- Born: 627
- Died: 650 (aged 22–23)
- Spouse: Emperor Taizong of Tang
- Father: Xu Xiaode

= Xu Hui =

Chinese poet

Xu Hui (徐惠; 627–650) was a female Chinese poet, "the first of all women poets of the Tang, an individual scarcely even noted in traditional literary history... but the only one of the thirty-plus 'empresses and consorts'...given biographies in the official Tang histories to have any of her own writings quoted there."

Xu Hui was the child prodigy daughter of Xu Xiaode, from Changcheng in Huzhou (in modern Zhejiang province). She became a minor consort to the Tang dynasty's second emperor, Emperor Taizong of Tang. Although originally appointed as a fifth-rank court lady, a "Talented Lady" (cairen, 才人), she was later promoted to an imperial concubine status, as a "Replete of Mien" (Chongrong, 充容).
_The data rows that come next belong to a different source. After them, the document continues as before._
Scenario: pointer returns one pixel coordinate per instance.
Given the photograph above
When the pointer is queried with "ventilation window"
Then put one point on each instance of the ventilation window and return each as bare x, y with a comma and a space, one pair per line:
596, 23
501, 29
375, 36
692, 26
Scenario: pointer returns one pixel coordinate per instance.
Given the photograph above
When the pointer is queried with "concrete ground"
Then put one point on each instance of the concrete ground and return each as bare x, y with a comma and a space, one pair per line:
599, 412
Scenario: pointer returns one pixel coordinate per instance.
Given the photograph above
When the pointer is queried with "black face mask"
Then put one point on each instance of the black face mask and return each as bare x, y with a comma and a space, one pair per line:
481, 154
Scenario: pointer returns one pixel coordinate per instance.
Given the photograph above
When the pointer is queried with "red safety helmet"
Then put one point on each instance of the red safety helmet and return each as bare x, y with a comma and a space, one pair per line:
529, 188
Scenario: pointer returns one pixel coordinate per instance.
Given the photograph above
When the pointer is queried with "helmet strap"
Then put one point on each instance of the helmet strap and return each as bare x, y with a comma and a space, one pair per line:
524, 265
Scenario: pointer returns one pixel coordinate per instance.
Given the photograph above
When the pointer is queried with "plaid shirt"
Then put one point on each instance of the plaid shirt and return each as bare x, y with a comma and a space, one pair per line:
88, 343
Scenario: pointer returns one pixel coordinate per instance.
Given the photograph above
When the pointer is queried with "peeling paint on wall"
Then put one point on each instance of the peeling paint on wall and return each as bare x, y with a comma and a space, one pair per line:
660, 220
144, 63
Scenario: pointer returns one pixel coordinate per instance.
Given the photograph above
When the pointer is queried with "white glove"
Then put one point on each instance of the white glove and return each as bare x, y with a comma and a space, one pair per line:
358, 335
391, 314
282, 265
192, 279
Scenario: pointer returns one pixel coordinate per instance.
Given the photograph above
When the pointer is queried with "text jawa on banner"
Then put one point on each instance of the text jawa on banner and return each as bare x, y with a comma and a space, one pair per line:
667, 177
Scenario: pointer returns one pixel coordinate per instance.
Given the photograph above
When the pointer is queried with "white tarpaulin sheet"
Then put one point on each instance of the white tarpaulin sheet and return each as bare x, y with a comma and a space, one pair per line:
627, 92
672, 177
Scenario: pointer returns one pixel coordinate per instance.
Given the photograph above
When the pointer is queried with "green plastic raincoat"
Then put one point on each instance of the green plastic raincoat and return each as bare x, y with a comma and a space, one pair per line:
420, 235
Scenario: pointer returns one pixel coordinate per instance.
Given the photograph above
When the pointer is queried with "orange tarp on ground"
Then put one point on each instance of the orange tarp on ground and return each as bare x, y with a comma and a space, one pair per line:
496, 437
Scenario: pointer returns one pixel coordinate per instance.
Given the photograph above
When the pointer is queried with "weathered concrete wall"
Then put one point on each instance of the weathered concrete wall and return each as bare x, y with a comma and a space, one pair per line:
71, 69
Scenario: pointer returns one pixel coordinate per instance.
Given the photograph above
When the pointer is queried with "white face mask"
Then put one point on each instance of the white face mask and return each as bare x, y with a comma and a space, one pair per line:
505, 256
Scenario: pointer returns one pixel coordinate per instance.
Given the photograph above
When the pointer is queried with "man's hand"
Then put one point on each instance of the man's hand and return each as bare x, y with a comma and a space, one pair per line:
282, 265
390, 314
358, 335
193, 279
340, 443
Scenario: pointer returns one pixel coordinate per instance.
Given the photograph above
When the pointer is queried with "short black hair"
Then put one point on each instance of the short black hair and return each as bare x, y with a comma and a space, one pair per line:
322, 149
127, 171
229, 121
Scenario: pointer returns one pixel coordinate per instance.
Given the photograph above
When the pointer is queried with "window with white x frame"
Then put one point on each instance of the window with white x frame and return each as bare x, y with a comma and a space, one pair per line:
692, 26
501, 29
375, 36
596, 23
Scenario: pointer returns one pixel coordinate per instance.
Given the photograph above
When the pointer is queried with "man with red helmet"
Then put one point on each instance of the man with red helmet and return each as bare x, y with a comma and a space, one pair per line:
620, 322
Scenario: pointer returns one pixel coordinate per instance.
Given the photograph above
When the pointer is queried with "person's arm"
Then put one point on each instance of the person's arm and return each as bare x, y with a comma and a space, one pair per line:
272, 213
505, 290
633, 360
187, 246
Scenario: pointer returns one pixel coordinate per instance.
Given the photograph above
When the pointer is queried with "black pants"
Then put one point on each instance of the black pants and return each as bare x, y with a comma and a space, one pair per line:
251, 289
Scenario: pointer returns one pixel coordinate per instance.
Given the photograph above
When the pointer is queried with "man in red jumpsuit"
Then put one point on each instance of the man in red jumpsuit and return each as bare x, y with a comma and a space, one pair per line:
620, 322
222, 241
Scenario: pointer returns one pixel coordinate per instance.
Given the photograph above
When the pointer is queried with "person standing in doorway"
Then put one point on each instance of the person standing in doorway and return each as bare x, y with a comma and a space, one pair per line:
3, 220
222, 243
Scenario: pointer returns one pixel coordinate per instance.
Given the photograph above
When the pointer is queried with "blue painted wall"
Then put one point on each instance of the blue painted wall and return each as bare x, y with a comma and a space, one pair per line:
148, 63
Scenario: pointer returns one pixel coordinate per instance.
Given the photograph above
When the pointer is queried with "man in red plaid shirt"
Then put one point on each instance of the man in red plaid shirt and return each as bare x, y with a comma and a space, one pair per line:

Xu Hui is one of China's outstanding early female poets, and is believed to have written around one thousand poems, but only five survive today, including the well-known "Regret in Changmen Palace" on the popular Tang dynasty topic of the neglected or abandoned lady. The poem refers to a specific historical incident when the Emperor Han Wudi's empress was "sequestered in the Tall Gate (changmen) Palace and feared she would be replaced in the sovereign's affections by a newer favorite". It reads, in partial English translation:

    You used to love my Cypress Rafter Terrace,
    But now you dote upon her Bright Yang Palace.
    I know my place, take leave of your palanquin.
    Hold in my feelings, weep for a cast-off fan.
    There was a time my dances, songs, brought honor.
    These letters and poems of long ago? Despised!
    It's true, I think--your favor collapsed like waves.
    Hard to offer water that's been spilled.

Tradition holds that on the Emperor Taizong's death, she became ill from grief, and died the following year. Taizong's successor Gaozong posthumously honored her with the title Xianfei (賢妃), and promoted her father on her account to be prefect of Guozhou. She was also given the privilege of satellite burial within Emperor Taizong's mausoleum, the Zhaoling.

==Media==
- Portrayed by Janine Chang in the 2014 Chinese television series The Empress of China.